Flexible printed circuit boards (PCBs) aren’t much different than rigid boards during the design phase, except that the designer must account for the mechanical complexity associated with flex circuits. As with conventional PCBs, you can mount components on both sides of the rigid board. Because of the integration between rigid and flex circuits, a rigid-flex design does not use connectors or connecting cables between the sections. Instead, the flex circuits electrically connect the system.
Over the past close to four decades, Ambimat’s engineers’ team have had numerous occasions to be proud of their design prowess. One of the distinct accomplishments was designing, developing, and bringing up flexible electronics PCBs.
We want to take this opportunity to showcase our capabilities with some of the recent projects that were successfully completed in the past 3-5 years.
The product is a smart wrist band that can measure steps, calories used, heart rate, etc. We designed a Flexi-Rigid PCB design with a four-layer Rigid PCB connecting to a two-layer Flexible PCB. The entire PCB was able to house two microcontrollers, a couple of sensors, a Bluetooth antenna, a battery charging circuit, and a battery all inside the enclosure of a size of ~ 45mm X 12mm X 17mm.
The design was able to pass stringent RF testing norms such as the FCC Part 15 Subpart B and C.
Smart Label enables businesses to monitor the food items’ temperature, which is perhaps the most critical parameter in cold chain logistics. Sensors are used on transportation modes such as trucks, rail cargo, or air cargo to monitor the food items’ temperature. We designed a temperature data logger 0.2mm thick flexible PCB with an NFC antenna etched in Copper on it. The NFC antenna was compliant with the ISO14443 NFC tag specifications that can send 100KBs of data from the onboard sensor to a mobile device in under a few seconds. The design also included a flexible battery.

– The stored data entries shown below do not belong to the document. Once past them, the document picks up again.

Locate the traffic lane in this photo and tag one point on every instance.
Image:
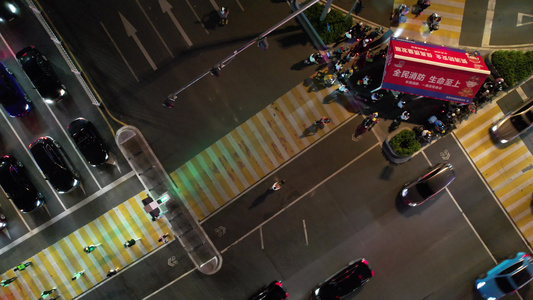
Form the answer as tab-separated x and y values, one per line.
50	233
259	203
413	255
505	29
209	111
475	199
147	275
354	215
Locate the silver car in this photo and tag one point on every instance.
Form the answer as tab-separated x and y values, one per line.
512	125
428	185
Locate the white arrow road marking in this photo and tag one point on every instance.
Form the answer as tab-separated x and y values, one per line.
166	8
520	18
130	31
153	27
120	52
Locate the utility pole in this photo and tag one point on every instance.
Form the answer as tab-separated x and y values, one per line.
215	70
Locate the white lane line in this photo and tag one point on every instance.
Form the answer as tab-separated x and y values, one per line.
522	94
305	233
153	27
311	190
197	18
488	23
268	177
170	283
67	212
472	226
492	193
120	52
261	237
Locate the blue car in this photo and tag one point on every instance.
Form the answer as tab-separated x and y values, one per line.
12	97
507	277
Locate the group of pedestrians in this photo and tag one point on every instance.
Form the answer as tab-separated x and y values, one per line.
88	249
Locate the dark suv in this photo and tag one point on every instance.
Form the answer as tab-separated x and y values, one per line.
89	141
12	96
40	72
344	282
17	186
54	164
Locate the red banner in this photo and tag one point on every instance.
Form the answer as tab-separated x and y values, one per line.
433	71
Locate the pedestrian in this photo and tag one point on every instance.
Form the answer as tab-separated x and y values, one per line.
91	248
112	272
163	238
77	275
322	121
342	89
45	294
405	116
22	266
6	282
131	242
277	185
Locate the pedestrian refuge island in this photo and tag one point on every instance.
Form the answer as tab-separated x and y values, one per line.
158	185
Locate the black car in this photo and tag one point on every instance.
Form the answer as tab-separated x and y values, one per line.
344	282
273	291
54	164
40	72
17	186
428	185
88	141
3	220
8	10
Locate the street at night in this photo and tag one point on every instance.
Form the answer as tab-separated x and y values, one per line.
184	206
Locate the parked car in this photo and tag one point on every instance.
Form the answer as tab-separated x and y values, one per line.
8	11
17	185
507	277
12	96
428	185
40	72
513	124
274	291
89	141
346	281
54	164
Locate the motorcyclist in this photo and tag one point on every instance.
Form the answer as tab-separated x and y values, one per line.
433	22
223	13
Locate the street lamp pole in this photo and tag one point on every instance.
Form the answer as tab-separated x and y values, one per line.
169	102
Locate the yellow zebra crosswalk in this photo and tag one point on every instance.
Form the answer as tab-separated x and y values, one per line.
55	265
259	146
508	171
416	28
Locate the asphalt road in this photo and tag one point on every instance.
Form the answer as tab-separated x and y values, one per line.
52	120
134	90
339	204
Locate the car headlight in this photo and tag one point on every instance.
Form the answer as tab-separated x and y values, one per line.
12	7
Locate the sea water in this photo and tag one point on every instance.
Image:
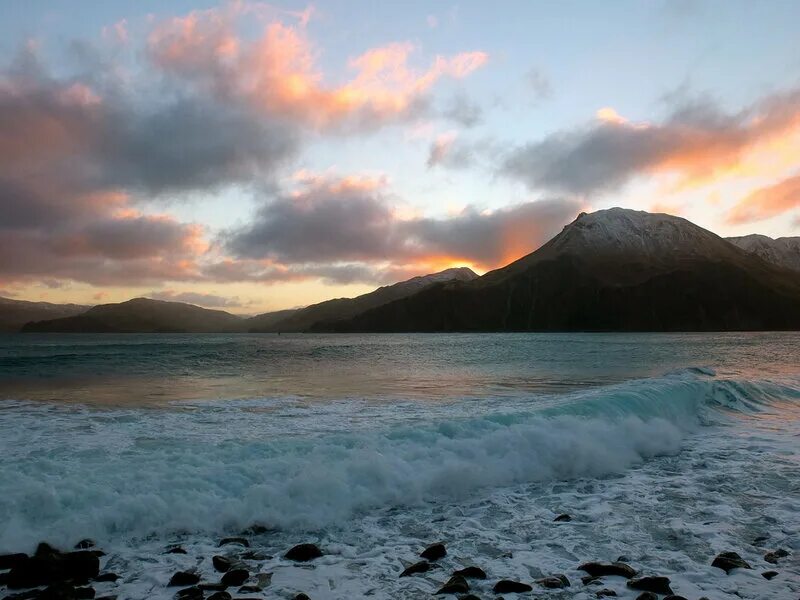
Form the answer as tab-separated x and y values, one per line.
666	449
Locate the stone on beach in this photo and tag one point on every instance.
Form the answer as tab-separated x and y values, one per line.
303	553
769	574
455	585
49	566
772	557
235	577
655	584
507	586
234	540
221	564
471	573
183	578
422	566
728	561
434	552
563	518
554	582
598	569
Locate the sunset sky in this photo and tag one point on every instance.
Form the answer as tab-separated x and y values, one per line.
256	156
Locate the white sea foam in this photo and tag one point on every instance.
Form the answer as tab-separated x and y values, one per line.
373	482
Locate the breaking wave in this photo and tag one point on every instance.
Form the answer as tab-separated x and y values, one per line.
72	472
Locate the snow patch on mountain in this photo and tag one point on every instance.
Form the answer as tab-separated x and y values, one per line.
784	251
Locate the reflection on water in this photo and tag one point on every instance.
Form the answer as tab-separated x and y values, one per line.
147	370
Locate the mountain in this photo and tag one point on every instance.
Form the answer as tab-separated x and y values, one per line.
338	309
612	270
265	321
15	313
142	315
782	251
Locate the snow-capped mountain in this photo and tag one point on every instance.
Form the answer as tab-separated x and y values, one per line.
612	270
782	251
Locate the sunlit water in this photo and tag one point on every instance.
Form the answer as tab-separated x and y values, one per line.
664	448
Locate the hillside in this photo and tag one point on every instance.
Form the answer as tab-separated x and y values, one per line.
142	315
15	313
612	270
344	308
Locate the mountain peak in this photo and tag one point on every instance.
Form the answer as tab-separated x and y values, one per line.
626	231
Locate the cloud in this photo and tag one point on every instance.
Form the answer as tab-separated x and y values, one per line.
335	220
463	111
277	72
198	298
767	202
696	143
539	84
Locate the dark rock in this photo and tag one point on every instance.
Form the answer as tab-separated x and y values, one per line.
29	595
221	563
9	561
596	569
434	552
256	529
772	557
471	573
235	540
49	566
45	549
455	585
422	566
255	555
506	586
182	578
235	577
554	582
657	585
191	593
304	552
769	574
85	544
728	561
562	518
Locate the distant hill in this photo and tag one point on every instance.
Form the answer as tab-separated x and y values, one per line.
782	251
15	313
612	270
344	308
142	315
265	321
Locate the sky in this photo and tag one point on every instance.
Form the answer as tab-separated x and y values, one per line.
257	156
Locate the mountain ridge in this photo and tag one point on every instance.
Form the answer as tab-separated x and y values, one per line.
576	283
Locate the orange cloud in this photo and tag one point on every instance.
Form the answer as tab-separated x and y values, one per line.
277	71
767	202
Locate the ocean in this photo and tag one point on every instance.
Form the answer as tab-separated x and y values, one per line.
666	449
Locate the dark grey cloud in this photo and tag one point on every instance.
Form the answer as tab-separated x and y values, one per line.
335	223
695	140
198	298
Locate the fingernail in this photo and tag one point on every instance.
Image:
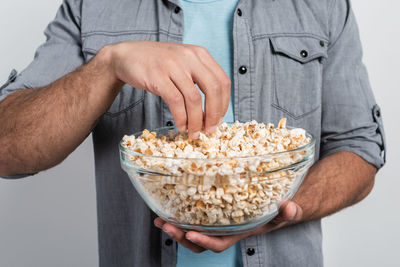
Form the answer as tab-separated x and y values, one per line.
295	212
212	129
195	135
191	239
158	224
168	233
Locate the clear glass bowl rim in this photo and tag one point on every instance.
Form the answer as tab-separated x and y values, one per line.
133	153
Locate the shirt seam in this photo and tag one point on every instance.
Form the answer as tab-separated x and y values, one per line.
119	33
287	34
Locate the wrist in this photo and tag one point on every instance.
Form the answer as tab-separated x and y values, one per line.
105	59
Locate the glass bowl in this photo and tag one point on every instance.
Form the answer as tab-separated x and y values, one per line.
217	202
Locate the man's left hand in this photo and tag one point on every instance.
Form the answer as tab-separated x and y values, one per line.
290	213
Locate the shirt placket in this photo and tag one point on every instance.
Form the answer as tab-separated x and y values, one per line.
242	58
173	17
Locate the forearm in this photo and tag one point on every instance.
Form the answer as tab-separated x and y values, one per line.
40	127
338	181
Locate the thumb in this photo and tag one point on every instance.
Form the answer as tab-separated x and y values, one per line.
289	212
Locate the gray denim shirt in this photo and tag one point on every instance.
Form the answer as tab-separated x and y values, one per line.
303	60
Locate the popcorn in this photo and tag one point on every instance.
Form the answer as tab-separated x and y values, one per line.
223	178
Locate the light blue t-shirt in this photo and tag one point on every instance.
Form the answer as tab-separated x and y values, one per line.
209	23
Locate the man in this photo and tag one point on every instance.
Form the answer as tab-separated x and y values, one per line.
117	67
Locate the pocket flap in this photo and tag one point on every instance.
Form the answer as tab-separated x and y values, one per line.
300	48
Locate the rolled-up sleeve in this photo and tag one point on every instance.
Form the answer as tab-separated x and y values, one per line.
58	56
351	119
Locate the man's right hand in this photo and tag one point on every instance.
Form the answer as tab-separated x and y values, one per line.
171	71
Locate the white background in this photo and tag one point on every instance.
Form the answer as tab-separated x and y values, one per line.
50	219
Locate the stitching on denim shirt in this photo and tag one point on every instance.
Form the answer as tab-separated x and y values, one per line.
118	33
250	67
115	114
293	116
303	34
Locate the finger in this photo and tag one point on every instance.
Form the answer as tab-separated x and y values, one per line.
158	222
289	212
210	62
176	103
214	243
212	89
179	236
193	102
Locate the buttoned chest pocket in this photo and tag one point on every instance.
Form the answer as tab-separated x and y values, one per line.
128	98
297	74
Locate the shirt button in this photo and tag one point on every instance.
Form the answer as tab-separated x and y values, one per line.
304	53
251	251
168	242
242	69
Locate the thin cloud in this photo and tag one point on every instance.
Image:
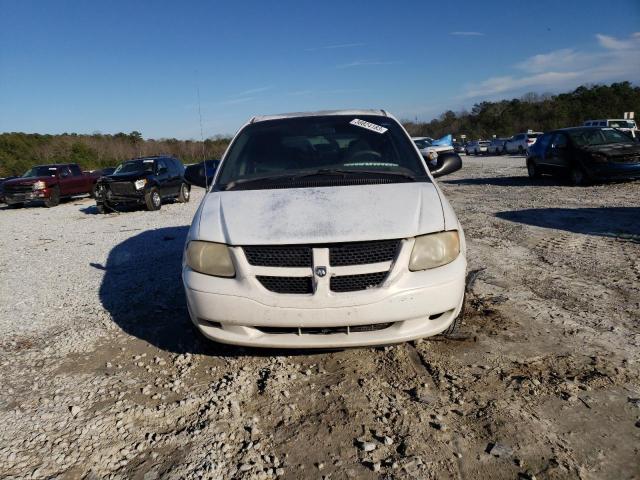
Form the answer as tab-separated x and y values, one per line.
467	34
338	91
234	101
616	59
365	63
252	91
333	47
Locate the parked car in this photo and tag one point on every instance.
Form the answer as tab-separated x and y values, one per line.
48	184
284	250
586	154
196	171
521	142
107	171
476	147
144	181
2	180
496	146
625	124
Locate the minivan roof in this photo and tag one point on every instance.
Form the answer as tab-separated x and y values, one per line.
322	113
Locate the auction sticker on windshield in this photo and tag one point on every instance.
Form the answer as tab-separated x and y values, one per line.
369	126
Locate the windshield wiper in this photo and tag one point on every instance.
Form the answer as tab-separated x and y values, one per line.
265	178
341	172
318	173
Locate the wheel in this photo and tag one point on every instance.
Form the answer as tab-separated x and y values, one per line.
455	325
577	177
54	198
532	169
185	193
152	199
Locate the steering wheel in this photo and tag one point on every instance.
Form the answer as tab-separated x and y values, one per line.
364	153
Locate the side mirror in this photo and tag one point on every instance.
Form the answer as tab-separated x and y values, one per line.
447	163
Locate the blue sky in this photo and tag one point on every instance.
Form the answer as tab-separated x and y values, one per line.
87	66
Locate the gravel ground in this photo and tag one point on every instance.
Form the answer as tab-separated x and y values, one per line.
104	377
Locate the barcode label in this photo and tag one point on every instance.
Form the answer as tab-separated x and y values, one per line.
368	125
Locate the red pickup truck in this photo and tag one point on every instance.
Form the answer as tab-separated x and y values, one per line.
48	184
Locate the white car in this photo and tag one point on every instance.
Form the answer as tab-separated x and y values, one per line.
496	146
428	151
627	125
521	142
476	147
325	230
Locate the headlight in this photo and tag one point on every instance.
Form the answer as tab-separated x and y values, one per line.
210	258
599	158
434	250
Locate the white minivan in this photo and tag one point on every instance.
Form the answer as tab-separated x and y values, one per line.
325	230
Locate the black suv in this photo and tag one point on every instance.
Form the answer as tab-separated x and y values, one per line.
143	181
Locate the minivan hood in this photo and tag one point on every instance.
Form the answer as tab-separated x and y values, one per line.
614	149
320	215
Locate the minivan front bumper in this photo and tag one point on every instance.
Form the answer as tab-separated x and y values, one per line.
409	305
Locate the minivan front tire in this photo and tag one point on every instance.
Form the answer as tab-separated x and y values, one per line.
152	199
185	193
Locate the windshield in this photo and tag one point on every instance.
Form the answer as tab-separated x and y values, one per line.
41	172
316	145
422	143
622	123
134	166
599	136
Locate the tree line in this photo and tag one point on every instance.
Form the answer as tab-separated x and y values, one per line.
20	151
539	112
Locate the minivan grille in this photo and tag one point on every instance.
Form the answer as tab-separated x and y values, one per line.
18	188
361	253
122	188
298	285
626	159
324	330
340	254
279	256
353	283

The design can survive at a temperature of -20C for a prolonged period and cannot just function and record sensor values but also retransmit them to a mobile device simultaneously with just the tap of a phone.
The design was compact and accomplished within 35mm X 50mm dimensions.
The design is 85mm X 56mm X 1mm, on a PCB of 0.2mm thick with a separate Cu area of semi-rigid nature. The PCB had a 2.4GHz Bluetooth LE antenna, a few buttons, a flexible battery, and a few LEDs.
The product could communicate with another device and send a pre-defined string of data over Bluetooth 4.0 protocol whenever a button is pressed simultaneously, triggering visual feedback to the user through an LED lighting up momentarily.
Perhaps one of the most intricate designs of recent times was to design a battery-powered flexible PCB that could send out an encrypted data packet over the audible frequency range using a paper-thin speaker.
Ambimat did the entire development in under eight weeks, including implementing the required filters and circuit, all on an 85mm X 56mm X 1mm flexible PCB using a Cortex M4F based processor.